Science is backing up the impressive claims of meditation. According to Dr Hanson, meditation not only thickens areas of the brain and makes people more resilient, but it can also help to stop brain thinning which is a part of the ageing process.
Not a bad reason to find some daily zen. Find a 10 minute guided meditation here.
There are certain chemicals in our brain which play a big role in our happiness levels. A lack of these, can lead to a drop in joy.
This little brain chemical helps us to feel pleasure, euphoria, bliss, motivation and concentration.
When there is a lack of dopamine, generally people feel flat, have a lack of interest in life, don’t sleep well, have mood swings, and overall just don’t feel happy.
Keeping your dopamine in check
There are a few things you can do to make sure your dopamine levels remain healthy and these include:
- Ditch excessive sugar and caffeine: Both sugar and caffeine disrupt dopamine levels in your brain. You get a massive rush of dopamine straight after eating sugar or drinking coffee. This rush leads to depleted dopamine levels in the long run, and may cause moodiness and sugar cravings.
- For those of you that love sugary treats, you may want to consider taking a supplement like chromium to help curb your cravings.
- Eat bananas, almonds and eggs: These foods contain high levels of the amino acid tyrosine which the body uses to create dopamine.
- Sleep: Getting too much or too little sleep can affect the dopamine levels in your brain. Aim for a solid 7–8 hours of sleep every night.
Nicknamed the “happy molecule” this chemical works with sleep, mood and appetite. Serotonin helps us to feel happy and self-confident. When our serotonin levels are low, we can feel depressed and anxious.
How to increase serotonin:
- Eat: walnuts, bananas, pineapple, kiwifruit, tomatoes and plums and drink green tea. All of these will help boost serotonin levels.
This brain chemical is associated with calm. Known by the nickname, the “anti-anxiety molecule”, GABA slows down neuron firing and gives people a sense of peace.

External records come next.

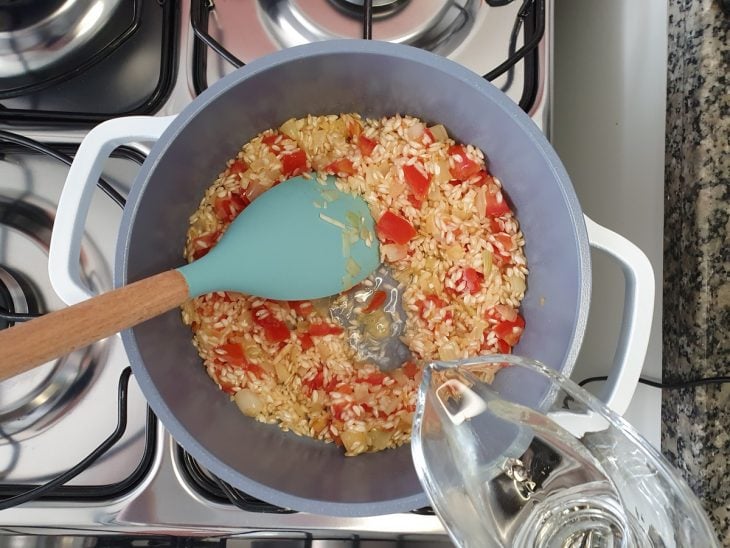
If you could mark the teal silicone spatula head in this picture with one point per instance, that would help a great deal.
(299, 240)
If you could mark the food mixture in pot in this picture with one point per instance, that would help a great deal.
(447, 236)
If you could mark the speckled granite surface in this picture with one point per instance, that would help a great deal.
(696, 327)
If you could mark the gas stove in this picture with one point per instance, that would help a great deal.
(154, 58)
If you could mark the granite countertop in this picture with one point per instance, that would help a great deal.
(696, 325)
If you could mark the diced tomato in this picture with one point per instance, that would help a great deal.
(234, 356)
(228, 208)
(510, 332)
(416, 181)
(233, 351)
(343, 165)
(306, 341)
(377, 300)
(394, 252)
(322, 329)
(394, 228)
(484, 178)
(434, 300)
(257, 370)
(302, 308)
(354, 128)
(410, 369)
(504, 240)
(227, 387)
(473, 280)
(375, 378)
(503, 347)
(337, 409)
(203, 244)
(237, 167)
(496, 203)
(366, 145)
(294, 163)
(273, 141)
(463, 166)
(274, 329)
(316, 382)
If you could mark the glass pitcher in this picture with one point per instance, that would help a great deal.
(513, 454)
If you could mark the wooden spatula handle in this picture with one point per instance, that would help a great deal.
(33, 343)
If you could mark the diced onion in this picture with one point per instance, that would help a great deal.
(439, 133)
(448, 351)
(282, 373)
(480, 202)
(394, 252)
(486, 263)
(455, 252)
(517, 284)
(443, 175)
(352, 268)
(330, 220)
(354, 442)
(289, 128)
(248, 402)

Deficiencies in GABA can lead to low moods, anxiety, insomnia and addictions.
- Supplementing diets with a combination of magnesium, taurine, L-theanine, kava root, valerian, passionflower and lemon balm may boost GABA levels.

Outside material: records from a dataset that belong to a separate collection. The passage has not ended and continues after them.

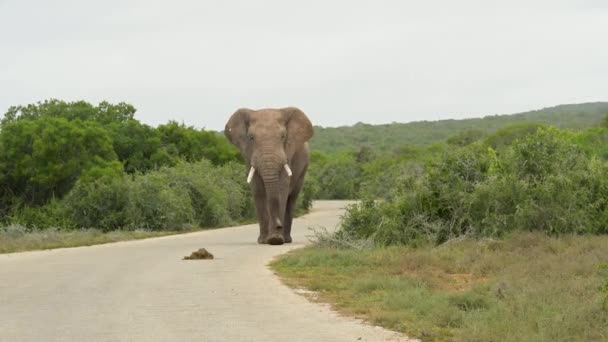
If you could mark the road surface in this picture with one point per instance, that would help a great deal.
(143, 291)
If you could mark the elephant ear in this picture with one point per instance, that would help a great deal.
(236, 128)
(299, 129)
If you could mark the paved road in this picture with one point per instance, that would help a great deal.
(144, 291)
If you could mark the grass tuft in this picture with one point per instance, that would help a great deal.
(527, 287)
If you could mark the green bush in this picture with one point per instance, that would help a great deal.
(543, 181)
(171, 198)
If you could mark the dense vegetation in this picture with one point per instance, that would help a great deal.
(387, 138)
(75, 165)
(549, 180)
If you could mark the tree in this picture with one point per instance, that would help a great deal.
(43, 158)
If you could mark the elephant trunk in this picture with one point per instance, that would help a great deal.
(271, 168)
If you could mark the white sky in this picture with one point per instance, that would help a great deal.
(340, 61)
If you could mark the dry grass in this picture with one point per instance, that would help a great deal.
(528, 287)
(17, 239)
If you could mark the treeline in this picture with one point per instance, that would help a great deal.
(523, 177)
(387, 138)
(76, 165)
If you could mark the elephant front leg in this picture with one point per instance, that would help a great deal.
(289, 213)
(263, 218)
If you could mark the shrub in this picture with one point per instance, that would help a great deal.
(543, 181)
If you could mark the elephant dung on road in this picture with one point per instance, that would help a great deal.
(274, 144)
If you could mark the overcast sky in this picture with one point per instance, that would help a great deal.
(340, 61)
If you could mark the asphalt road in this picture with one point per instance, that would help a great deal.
(143, 291)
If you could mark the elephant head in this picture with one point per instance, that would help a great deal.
(271, 141)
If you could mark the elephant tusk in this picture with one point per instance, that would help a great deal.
(250, 176)
(288, 170)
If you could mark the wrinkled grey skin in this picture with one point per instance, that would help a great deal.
(268, 139)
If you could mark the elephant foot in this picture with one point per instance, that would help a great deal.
(262, 239)
(276, 240)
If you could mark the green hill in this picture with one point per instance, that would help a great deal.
(389, 136)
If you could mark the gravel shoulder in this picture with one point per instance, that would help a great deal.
(143, 291)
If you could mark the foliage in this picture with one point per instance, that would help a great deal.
(388, 137)
(465, 137)
(43, 158)
(171, 198)
(526, 287)
(549, 181)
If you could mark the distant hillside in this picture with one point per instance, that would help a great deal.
(390, 136)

- You may also want to try a GABA supplement (made from the bacteria Lactohacillus hilgardii).
If you think you may have an imbalance with any of the above brain chemicals, visit your GP and speak to them about your concerns before you start supplementing with foods, vitamins and amino acids.

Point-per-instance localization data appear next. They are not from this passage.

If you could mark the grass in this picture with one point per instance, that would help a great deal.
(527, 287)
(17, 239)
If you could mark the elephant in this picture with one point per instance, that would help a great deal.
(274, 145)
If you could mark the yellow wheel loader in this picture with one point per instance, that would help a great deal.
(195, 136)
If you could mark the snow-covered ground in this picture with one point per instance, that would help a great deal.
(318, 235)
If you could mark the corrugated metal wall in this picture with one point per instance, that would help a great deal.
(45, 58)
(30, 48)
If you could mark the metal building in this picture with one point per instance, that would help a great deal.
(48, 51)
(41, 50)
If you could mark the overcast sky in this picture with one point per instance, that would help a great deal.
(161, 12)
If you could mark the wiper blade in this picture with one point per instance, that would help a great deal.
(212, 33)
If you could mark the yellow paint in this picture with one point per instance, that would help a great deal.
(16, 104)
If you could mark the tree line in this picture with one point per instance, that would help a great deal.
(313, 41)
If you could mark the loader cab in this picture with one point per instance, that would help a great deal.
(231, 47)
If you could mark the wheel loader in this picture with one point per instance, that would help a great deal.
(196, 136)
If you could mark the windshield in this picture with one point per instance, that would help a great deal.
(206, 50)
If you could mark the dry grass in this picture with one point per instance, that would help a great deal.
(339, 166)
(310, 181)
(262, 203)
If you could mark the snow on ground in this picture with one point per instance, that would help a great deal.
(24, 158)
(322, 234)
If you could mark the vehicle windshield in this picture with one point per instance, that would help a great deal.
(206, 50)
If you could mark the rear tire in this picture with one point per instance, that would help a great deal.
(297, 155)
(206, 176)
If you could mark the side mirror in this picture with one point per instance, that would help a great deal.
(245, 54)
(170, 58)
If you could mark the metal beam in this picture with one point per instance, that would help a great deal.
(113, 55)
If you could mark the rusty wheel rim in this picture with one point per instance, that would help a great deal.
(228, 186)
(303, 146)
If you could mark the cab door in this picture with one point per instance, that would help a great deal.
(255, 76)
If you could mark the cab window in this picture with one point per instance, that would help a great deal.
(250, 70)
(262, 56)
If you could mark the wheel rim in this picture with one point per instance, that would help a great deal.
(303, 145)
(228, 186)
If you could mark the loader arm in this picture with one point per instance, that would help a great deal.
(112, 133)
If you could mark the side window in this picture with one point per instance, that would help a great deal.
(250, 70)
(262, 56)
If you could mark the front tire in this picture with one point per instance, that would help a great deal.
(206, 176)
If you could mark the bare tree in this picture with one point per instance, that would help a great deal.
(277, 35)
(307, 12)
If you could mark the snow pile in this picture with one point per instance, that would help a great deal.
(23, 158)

Experience over possessions
Researchers at San Francisco State University found that people get more happiness from experiences, like an outing to the park or a day out on a boat, than they do from purchasing possessions.
Boiled down, the study found that while people get an initial rush of joy from buying things, like a couch or a car, this joy fades over time as the item just becomes part of daily life. Experiences, however, retain their joy as memories.
Another reason experiences won out, according to researchers, is that often they involve two or more people, so they have an element of social bonding and connectedness.
So the moral of the story here is, if you want to be happier, buy less possessions and go out and have more experiences.
Happiness into the future
The science of happiness is a growing field, and undoubtedly over the next decade and beyond, science will continue to investigate what makes us happy, and how we can work towards a happy, fulfilled life.
In the meantime, it is interesting to note that some of the staples that people have been talking about for many years, and which have often been dismissed as silly or eccentric, like positive thinking, meditation and community, actually have science to back up their happiness inducing claims!